Electronic Thesis and Dissertation Repository

Thesis Format

Integrated Article

Degree

Doctor of Philosophy

Program

Medical Biophysics

Collaborative Specialization

Molecular Imaging

Supervisor

Foster, Paula J.

Abstract

The Foster lab has been developing cellular MRI tools for well over a decade using superparamagnetic iron oxide (SPIO)-based contrast agents for numerous applications cell tracking applications. SPIO are used to label cells which are indirectly detected as regions of signal loss. The main challenge with this technique is quantification of cell number, which is important for applications such as dendritic cell (DC)-based immunotherapies where cell number is used as a predictor of immunotherapeutic response.

Magnetic particle imaging (MPI) is a novel pre-clinical modality that shows promise for cell tracking. MPI directly detects the nonlinear magnetization response of superparamagnetic iron oxide nanoparticles (SPIO), without background signal or attenuation from tissues. This allows for high cellular sensitivity, specificity, and quantification of iron. With these advantages, MPI overcomes the challenges of cellular magnetic resonance imaging (MRI).

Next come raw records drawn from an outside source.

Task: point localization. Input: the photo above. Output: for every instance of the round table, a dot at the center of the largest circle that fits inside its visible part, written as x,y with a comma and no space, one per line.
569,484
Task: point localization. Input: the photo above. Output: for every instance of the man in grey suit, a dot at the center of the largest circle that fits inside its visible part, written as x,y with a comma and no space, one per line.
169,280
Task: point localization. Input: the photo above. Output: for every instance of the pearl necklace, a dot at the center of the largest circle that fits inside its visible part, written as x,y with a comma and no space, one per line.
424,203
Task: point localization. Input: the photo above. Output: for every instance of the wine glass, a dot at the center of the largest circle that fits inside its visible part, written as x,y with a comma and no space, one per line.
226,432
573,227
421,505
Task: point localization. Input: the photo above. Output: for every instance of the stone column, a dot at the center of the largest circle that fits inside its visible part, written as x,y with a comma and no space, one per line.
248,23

This thesis describes our three goals for implementing MPI as a sensitive and quantitative technique for cell tracking: (i) test commercially available SPIO for MPI, (ii) quantify DC migration in vivo and (iii) test and validate novel image parameters. We contributed to the advancement of this technology by detecting as few as 1000 DC (4.4 ng) in vivo. With clinical MPI systems currently being developed, this work contributed significantly towards the development, validation, and implementation of MPI as an advanced therapeutic cell tracking modality.

Summary for Lay Audience

Imaging is one of the best ways to understand the way cells move and interact throughout the body. This can be done using different imaging systems, such as Magnetic Resonance Imaging (MRI). This technique uses a special type of iron to label cells which makes them appear as dark or black areas on images. However, MRI images are already shades of black and white; this makes seeing the cells difficult in certain areas of the body which naturally show as dark, such as long or bone. As well, it is difficult to accurately measure the number of cells from dark areas. Measuring cell number is very important in cellular imaging, especially for applications such as cancer immunotherapy. The more cells that reach their targeted areas, the better the immune response. It is important for us to have a way to measure how many cells are there so we can better understand the immunotherapeutic response. In 2019, a brand-new imaging modality was installed at the Robarts Research Institute called Magnetic Particle Imaging (MPI). MPI also detects iron labeled cells, but instead they are directly detected as a bright spot on images. This direct detection allows us to more easily determine exactly how many cells are within a certain area. This thesis describes the tools we developed for labeling cells with iron, imaging them using pre-clinical animal models, and quantifying the number of cells in images. This work helps us understand cell tracking techniques which ultimately leads to the improvement of cancer treatments.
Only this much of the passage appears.